Il Presuntuoso della settimana è il deputato leghista Eugenio Zoffili per la pessima figura rimediata in Sardegna


Di Kevin Gerry Cafà


Quella appena terminata, è stata una settimana caratterizzata dall'annuncio della Commissione europea e del presidente Von der Leyen di proporre un nuovo patto sulla migrazione e l'asilo che contempla tutti i diversi elementi necessari per un approccio europeo globale alla migrazione. La proposta stabilisce procedure migliori e rapide durante tutto il sistema di asilo e migrazione, al fine di garantire un equilibrio tra i principi di equa ripartizione della responsabilità e solidarietà. La Commissione sembra intenzionata ha definire una delle materie che ha creato parecchie difficoltà all'azione unitaria della comunità europea, soprattutto nel corso del mandato di Jean Claude Juncker.

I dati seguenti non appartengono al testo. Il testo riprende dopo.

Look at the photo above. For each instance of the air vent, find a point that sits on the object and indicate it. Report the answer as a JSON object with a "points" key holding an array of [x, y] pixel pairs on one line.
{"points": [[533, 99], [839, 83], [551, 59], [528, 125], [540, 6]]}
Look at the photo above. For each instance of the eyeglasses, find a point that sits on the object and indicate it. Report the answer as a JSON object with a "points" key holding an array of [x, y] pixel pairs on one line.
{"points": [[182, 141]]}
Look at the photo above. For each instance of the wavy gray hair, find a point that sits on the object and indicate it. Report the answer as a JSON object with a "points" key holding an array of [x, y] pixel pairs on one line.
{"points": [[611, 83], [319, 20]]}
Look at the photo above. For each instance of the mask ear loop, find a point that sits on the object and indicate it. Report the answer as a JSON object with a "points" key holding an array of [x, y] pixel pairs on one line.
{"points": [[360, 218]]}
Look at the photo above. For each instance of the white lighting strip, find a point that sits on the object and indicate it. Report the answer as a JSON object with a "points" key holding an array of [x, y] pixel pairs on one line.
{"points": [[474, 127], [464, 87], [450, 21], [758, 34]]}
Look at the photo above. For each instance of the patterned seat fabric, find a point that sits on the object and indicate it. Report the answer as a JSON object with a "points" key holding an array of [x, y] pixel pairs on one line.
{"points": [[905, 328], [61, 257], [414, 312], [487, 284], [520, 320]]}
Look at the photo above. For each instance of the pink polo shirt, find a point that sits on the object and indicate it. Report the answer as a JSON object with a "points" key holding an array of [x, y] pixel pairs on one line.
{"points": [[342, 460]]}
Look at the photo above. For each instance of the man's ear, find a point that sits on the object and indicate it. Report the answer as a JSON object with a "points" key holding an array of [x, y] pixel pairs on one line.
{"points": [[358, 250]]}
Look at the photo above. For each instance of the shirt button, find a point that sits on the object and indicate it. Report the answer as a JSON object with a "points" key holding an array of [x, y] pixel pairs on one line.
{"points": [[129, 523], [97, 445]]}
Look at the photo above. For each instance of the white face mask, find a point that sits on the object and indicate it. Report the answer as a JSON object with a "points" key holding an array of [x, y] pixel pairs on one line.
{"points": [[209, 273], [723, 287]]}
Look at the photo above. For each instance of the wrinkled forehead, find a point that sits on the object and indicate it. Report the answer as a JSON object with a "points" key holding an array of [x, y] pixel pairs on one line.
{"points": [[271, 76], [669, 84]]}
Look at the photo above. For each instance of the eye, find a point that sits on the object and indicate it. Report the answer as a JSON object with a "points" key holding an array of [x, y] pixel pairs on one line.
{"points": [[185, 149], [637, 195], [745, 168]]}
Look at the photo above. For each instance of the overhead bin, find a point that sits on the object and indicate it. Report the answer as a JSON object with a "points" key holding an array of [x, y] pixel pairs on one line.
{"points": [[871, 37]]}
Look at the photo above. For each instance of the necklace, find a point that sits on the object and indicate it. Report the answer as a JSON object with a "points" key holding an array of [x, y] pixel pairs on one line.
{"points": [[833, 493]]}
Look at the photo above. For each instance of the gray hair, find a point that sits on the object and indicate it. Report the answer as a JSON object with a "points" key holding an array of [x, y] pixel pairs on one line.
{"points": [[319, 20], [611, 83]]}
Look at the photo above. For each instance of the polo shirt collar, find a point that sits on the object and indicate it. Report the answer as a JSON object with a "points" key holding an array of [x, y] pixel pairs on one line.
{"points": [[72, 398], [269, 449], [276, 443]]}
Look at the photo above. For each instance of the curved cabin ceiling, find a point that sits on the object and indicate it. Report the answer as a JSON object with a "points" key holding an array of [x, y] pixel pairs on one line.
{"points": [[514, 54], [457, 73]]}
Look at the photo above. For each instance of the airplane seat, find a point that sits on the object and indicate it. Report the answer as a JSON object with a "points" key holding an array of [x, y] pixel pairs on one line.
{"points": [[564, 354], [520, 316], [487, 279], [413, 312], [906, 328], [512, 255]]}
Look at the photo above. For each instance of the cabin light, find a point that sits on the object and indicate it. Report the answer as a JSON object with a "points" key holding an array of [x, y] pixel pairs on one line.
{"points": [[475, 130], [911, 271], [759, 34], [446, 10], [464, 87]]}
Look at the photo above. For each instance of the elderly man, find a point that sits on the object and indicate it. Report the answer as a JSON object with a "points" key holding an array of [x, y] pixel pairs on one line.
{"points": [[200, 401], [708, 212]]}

Naturalmente, si tratta di un'iniziativa che necessita di un accordo tra gli stati membri e il Parlamento europeo.


La notizia è stata accolta in maniera positiva dal governo italiano, il quale ha apprezzato gli sforzi della Commissione nel ridefinire la nuova strategia europea in materia di migrazione. Come sappiamo, alcuni partiti presenti nel panorama politico italiano, non hanno una posizione ben chiara sull'immigrazione se non quella di chiudere tutti i porti. Qualche giorno fa, sono arrivati ad Olbia circa 125 migranti a bordo della nave Alan Kurdi. Costretti a ripiegare in Sardegna a causa del maltempo, la nave si è fermata davanti al porto di Arbatax.

Sul posto, sono arrivati alcuni consiglieri regionali leghisti e il coordinatore leghista Eugenio Zoffili che ha documentato le operazioni di attracco della nave, definendola una vergogna e manifestando la volontà di non trasformare la Sardegna come Lampedusa. La scena raccapricciante del leghista Zoffili in posa davanti alla nave carica di bambini stremati in compagnia delle loro mamme ha fatto il giro del web, raccogliendo solo qualche like da alcune personalità appartenente al gruppo della Lega.

Un episodio che segna una netta differenza tra il nuovo modus operandi deciso dalla Commissione europea che mira a correggere le indecisioni degli ultimi anni e l'ennesima propaganda a basso costo del gruppo leghista. Proprio quel gruppo che ha disertato le 22 riunioni di negoziato per modificare il Regolamento di Dublino pur di evitare di chiedere all'amico Orban e al gruppo di Visegrad di farsi carico delle quote dei migranti.